Nos avejentamos. La salida del fin de semana ya no era tan vital como para el musulmán sus tres oraciones diarias en dirección a la Meca. Nos volvimos quietos como aguas estancadas, es decir profundas pero sucias, cada año más libidinosos. Podríamos hacer un experimento: pasear una niña aceptable por el patio y conectar la mente de los estudiantes de   ingeniería que la observan a pantallas de video.

Las imágenes que veríamos darían escalofríos a Jack el Destripador. Ensayemos la situación inversa: imaginemos a uno de nuestros muchachos paseando por una escuela de diseño, arquitectura o ingeniería comercial. Parecería un ratón hambriento, recién materializado en una tienda de quesos finos.

No hay caso, nuestro sujeto se vuelve con el tiempo cada vez más urgido. Ya la cuestión no es elegir, la idea es conseguir algo, lo que sea, cualquier cosa. Se quiere un cuerpo para saciar en parte los obscenos deseos, pero también un alma que te cobije y te relaje.

Desgraciadamente las movidas, las oportunidades de conocer mujeres, decrecen con el tiempo.

Aquellos con hermanas menores las esconden de sus condiscípulos y como a princesas medievales, preferirían verlas sacrificadas antes que entregadas a los hunos, es decir a sus compañeros de escuela.
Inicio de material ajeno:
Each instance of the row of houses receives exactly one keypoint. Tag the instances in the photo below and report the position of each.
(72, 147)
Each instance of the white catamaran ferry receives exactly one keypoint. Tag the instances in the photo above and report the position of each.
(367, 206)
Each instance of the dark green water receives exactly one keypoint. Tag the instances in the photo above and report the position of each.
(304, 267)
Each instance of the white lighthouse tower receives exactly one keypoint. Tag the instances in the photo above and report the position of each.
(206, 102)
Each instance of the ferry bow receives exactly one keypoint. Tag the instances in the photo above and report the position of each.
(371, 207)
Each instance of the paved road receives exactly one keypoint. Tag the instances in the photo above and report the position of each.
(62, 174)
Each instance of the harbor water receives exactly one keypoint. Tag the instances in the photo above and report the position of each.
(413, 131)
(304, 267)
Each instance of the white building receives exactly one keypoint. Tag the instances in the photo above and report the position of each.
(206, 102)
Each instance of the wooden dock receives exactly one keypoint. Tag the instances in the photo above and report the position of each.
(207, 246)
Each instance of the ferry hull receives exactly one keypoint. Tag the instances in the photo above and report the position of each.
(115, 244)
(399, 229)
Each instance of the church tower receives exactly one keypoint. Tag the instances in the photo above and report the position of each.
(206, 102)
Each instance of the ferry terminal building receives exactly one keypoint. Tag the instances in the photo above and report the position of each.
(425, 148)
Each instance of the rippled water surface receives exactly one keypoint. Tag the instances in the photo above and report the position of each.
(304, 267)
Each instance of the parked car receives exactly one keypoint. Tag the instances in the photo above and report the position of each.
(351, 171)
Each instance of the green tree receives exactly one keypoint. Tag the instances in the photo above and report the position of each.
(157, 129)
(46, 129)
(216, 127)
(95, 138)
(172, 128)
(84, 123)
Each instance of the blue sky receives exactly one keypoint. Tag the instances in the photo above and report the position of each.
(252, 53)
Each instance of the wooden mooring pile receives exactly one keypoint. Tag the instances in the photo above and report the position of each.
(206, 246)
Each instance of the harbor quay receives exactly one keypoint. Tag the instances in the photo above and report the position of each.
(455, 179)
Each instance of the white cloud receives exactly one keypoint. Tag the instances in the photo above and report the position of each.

Más estos son sólo síntomas. La tensión nerviosa, el deslumbramiento frente a cualquier falda, el llegar al día siguiente   comentando la mina del último comercial de televisión, el llegar al fin de semana y sentir que te tiritan las patas, el escribir verdaderos tratados de ginecología en los baños de la escuela, ese ir progresivamente perdiendo la decencia y el buen gusto para con una escala cada vez menos exigente para evaluar al sexo débil. Estos son sólo los síntomas, nada irrecuperable ha sucedido aún. Todavía nos mantenemos de pie. El Síndrome de Beauchef sólo se convierte en enfermedad terminal, uno de nuestros muchachos sólo cae definitivamente desde el momento en que empieza a pololear, enamorado hasta las patas como buen ingeniero, con una niña de la escuela. Se les observa pasear por el patio y los amigos bajan la cabeza como si pasara un cortejo fúnebre.  -Pobre, era tan   bueno-. Como aquellos soldados a los que ha quebrado la tensión del combate y abrazan la locura, nuestro amigo pasa junto a nosotros enamorado hasta las patas. Pero así es la cosa, los muchachos de ingeniería no se caracterizan por agarrar bellezas, pero eso sí, tradicionalmente les hacemos el quite a las “cabeza hueca”. Porque, ¿a quién le interesa una morena de ojos verdes dotada de figura perfecta,   rostro inocente y voz sensual, si es incapaz de elevados razonamientos abstractos?  ¿A quién?, ¡dígan!, ¿a quién le interesa?.  ¡¡¡A mí!!!